Reflecting on his struggles, Racz says to The Guardian, “I lost everything. I had young children. I was embarrassed, upset that I’d let my family down. I couldn’t look them in the face.”
The Highs and Lows of Racz's Legal Battle with Apple
Racz says that Apple owes him $18 billion for the technology behind the App Store and iTunes — which he says he invented in the late 1990s. His legal conflict with Apple reached a peak when he was awarded $533 million in damages in 2015, a significant victory for the inventor, The Guardian reports.
However, this triumph was short-lived. The U.S. Patent Trial and Appeal Board later invalidated his patents, and subsequent appeals in commercial courts favored Apple.
The Emotional Toll of a Long Legal Fight
Patrick Racz’s legal fight against Apple is not just a business dispute but a deeply personal battle. He has faced significant emotional challenges throughout this period.
Racz openly shares his struggles, saying to The Guardian, “I went through a period of deep depression.” He adds, “I’m ashamed to say I hit the bottle.
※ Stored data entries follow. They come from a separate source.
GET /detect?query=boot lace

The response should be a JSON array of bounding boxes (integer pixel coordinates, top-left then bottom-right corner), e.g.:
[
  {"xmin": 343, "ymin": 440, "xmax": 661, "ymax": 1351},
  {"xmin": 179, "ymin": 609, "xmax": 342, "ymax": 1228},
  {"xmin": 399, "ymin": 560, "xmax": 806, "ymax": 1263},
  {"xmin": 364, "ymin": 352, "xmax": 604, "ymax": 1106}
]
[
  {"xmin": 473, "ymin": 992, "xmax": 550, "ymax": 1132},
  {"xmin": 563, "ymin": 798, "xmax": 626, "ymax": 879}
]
I was totally lost in a haze of time, and I couldn’t remember a lot.”
Patent Disputes: A Common Challenge for Apple
Apple has been involved in numerous patent disputes, including a notable case where sales of its Series 9 and Ultra 2 smartwatches in the U.S. were paused due to a patent standoff with tech company Masimo, The Guardian reports.
Racz’s ongoing legal battle with Apple over patent claims adds to this history, illustrating the tech company’s frequent entanglement in intellectual property disputes.
Racz's Early Life and Career Shift
The Guardian reveals that Racz’s early life was spent on a strawberry farm in Jersey, followed by a successful career in sales.
After selling his tap business, Avilion, he ventured into the digital download market with his company SmartFlash in 2000. Fortune reports that Racz subsequently acquired patents for media storage systems that included songs and videos.
The Innovative Triflow Tap
Racz’s claim to fame was the invention of the Triflow tap in the 1980s, a notable innovation in the plumbing industry, per information from The Guardian.
The Triflow was the first of its kind to offer a three-way system, providing hot, cold, and filtered water. This invention proved to be a commercial success, expanding Racz’s business to 45 countries. However, it was his foray into the digital download market that led to a complex legal confrontation with Apple.
High Profile Partnerships and Subsequent Fallout
In the early stages of his tech venture, Racz garnered support from high-profile partners, including pop star Britney Spears and French sim card company Gemplus.
However, The Guardian reports that following the 9/11 attacks and the dot-com crash, these partnerships dissolved. Racz claims that Gemplus, which had connections with Apple, appropriated his product ideas. This perceived betrayal contributed to his decision to sue Apple.
Online Backlash and Personal Harassment
The legal battle with Apple has resulted in severe online backlash for Racz. He has faced significant personal harassment, including death threats.
Racz describes the impact of these threats to The Guardian: “Those things start to sting — when you’re told that your kids should be burned at the stake and that you should be beheaded for what you’re doing.”
Allegations Against the U.S. Patent Office
Racz’s fight extends beyond Apple; he accuses the U.S. Patent Office of bias. According to The Guardian, he alleges that the patent panels were unfairly influenced by Apple, and he is suing the Patent Office for refusing to disclose certain documents.
Racz aims to prove that the patent system has been manipulated against his interests.
Apple's Perspective on the Dispute
The Guardian reports that in response to the allegations, Apple has maintained a firm stance, denying any wrongdoing.
The company told The Guardian in 2015, “Smartflash makes no products, has no employees, creates no jobs, has no U.S. presence, and is exploiting our patent system to seek royalties for technology Apple invented.”
Documenting the Struggle
Racz has detailed his journey in an autobiography titled “Smartflash” that has attracted interest from publishers, The Jersey Evening Post reports.
Furthermore, Racz told The Guardian that his friend Simon Morris, former global chief creative officer at Amazon, has taken up the task of selling rights for a documentary about Racz’s life.
The Determination to Continue the Legal Fight
Despite the challenges, Racz remains committed to his legal battle against Apple. He is supported by private investors who share his pursuit of damages.
Reflecting on his journey, Racz tells The Guardian, “They say what doesn’t kill you makes you stronger — it’s made me even more determined.”